Formal and informal liaisons link to World Wide Web Consortium, International Telecommunication Union, European Telecommunications Standards Institute, IEEE Standards Association, Unicode Consortium, Internet Engineering Task Force, Ecma International, European Committee for Standardization, International Labour Organization and disability organizations such as Rehabilitation International and European Disability Forum. Cooperative projects reference terminologies and resource-sharing with libraries and archives like Library of Congress, Bibliothèque nationale de France and Deutsche Nationalbibliothek, and engage with global procurement bodies including World Bank and United Nations Development Programme technical teams.
Standards influence software localization, user interface toolkits, multimedia accessibility, e-government services and assistive technology platforms used in contexts involving European Commission digital services, United States General Services Administration procurements, and corporate product lines from SAP SE, Salesforce, Oracle Corporation and Cisco Systems. Applications span educational platforms used in institutions like Harvard University, University of Oxford, Peking University, Tsinghua University and public sector deployments in municipalities such as City of New York, Greater London Authority and Tokyo Metropolitan Government.

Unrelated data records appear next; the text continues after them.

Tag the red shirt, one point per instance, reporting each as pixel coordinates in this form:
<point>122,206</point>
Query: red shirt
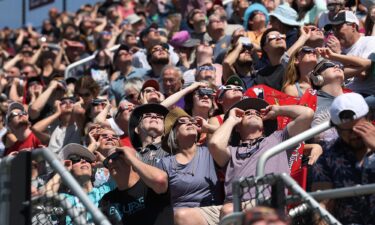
<point>30,143</point>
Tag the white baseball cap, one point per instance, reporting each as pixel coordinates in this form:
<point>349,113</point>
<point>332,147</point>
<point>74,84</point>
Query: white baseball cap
<point>348,102</point>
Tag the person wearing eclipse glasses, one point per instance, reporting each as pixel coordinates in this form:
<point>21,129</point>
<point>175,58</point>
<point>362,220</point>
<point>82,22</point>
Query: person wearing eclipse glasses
<point>142,193</point>
<point>17,121</point>
<point>254,130</point>
<point>79,161</point>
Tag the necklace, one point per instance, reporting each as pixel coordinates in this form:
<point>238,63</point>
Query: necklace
<point>181,171</point>
<point>252,147</point>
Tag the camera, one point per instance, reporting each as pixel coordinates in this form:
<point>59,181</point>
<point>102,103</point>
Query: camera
<point>205,91</point>
<point>98,101</point>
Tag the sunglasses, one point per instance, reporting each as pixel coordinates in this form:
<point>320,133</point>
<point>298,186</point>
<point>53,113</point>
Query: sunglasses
<point>14,114</point>
<point>205,92</point>
<point>333,6</point>
<point>67,102</point>
<point>157,49</point>
<point>201,68</point>
<point>229,87</point>
<point>77,158</point>
<point>272,37</point>
<point>152,115</point>
<point>109,136</point>
<point>252,112</point>
<point>307,50</point>
<point>85,95</point>
<point>113,156</point>
<point>98,101</point>
<point>149,90</point>
<point>329,65</point>
<point>186,120</point>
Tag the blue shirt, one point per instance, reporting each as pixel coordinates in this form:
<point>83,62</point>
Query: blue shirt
<point>338,166</point>
<point>116,90</point>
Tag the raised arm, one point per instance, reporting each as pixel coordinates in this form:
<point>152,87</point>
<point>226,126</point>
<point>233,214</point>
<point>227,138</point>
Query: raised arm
<point>230,59</point>
<point>173,99</point>
<point>302,117</point>
<point>37,106</point>
<point>218,144</point>
<point>354,66</point>
<point>153,177</point>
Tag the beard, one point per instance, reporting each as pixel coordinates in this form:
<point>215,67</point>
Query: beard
<point>244,62</point>
<point>161,61</point>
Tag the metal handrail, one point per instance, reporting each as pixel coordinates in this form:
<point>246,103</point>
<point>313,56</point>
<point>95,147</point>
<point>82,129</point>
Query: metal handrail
<point>287,144</point>
<point>85,60</point>
<point>290,183</point>
<point>69,180</point>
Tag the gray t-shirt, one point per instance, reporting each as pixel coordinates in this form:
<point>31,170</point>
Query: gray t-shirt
<point>194,184</point>
<point>246,167</point>
<point>321,115</point>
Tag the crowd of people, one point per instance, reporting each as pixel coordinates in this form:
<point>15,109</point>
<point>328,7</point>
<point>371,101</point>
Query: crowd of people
<point>156,131</point>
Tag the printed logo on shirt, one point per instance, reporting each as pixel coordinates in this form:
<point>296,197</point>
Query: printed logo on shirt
<point>134,206</point>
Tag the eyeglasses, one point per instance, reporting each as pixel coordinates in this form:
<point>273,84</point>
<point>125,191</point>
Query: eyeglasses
<point>14,114</point>
<point>77,158</point>
<point>109,136</point>
<point>230,87</point>
<point>85,95</point>
<point>157,49</point>
<point>307,49</point>
<point>149,90</point>
<point>329,65</point>
<point>201,92</point>
<point>312,28</point>
<point>201,68</point>
<point>333,6</point>
<point>98,101</point>
<point>272,37</point>
<point>252,112</point>
<point>113,156</point>
<point>252,148</point>
<point>152,115</point>
<point>67,102</point>
<point>186,120</point>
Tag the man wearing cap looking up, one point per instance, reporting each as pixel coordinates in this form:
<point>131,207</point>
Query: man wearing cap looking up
<point>284,19</point>
<point>17,121</point>
<point>141,196</point>
<point>122,59</point>
<point>148,38</point>
<point>253,124</point>
<point>146,127</point>
<point>78,160</point>
<point>349,41</point>
<point>349,161</point>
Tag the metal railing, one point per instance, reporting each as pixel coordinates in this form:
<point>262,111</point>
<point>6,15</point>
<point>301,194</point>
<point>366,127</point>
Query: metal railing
<point>298,194</point>
<point>75,188</point>
<point>85,60</point>
<point>287,144</point>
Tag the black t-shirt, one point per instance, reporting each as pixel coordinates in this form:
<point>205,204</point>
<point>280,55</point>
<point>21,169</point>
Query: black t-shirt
<point>137,205</point>
<point>271,76</point>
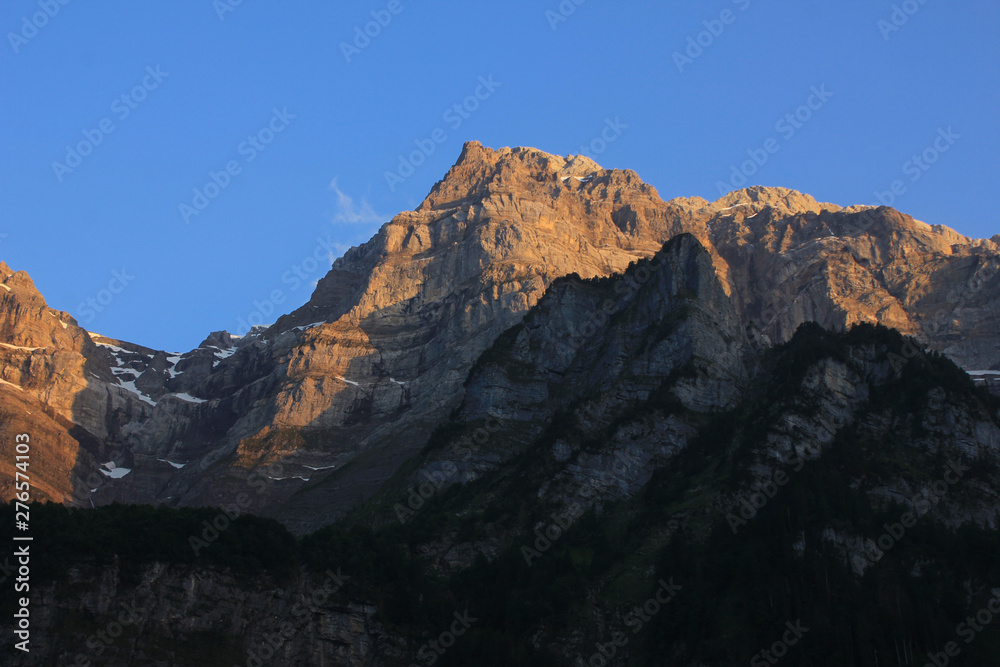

Ongoing work addresses convergence with emerging technologies including artificial intelligence, augmented reality, virtual reality, Internet of Things, 5G NR, blockchain (database), edge computing and multimodal interaction paradigms researched at centers like MIT Media Lab and Stanford HCI Group. Challenges include harmonizing global cultural conventions, multilingual support across standards referencing ISO 639-3, ensuring compatibility with evolving Unicode Consortium character sets, and reconciling fast-paced commercial innovation from companies like Meta Platforms, Amazon (company), Alibaba Group with consensus-driven international standardization processes.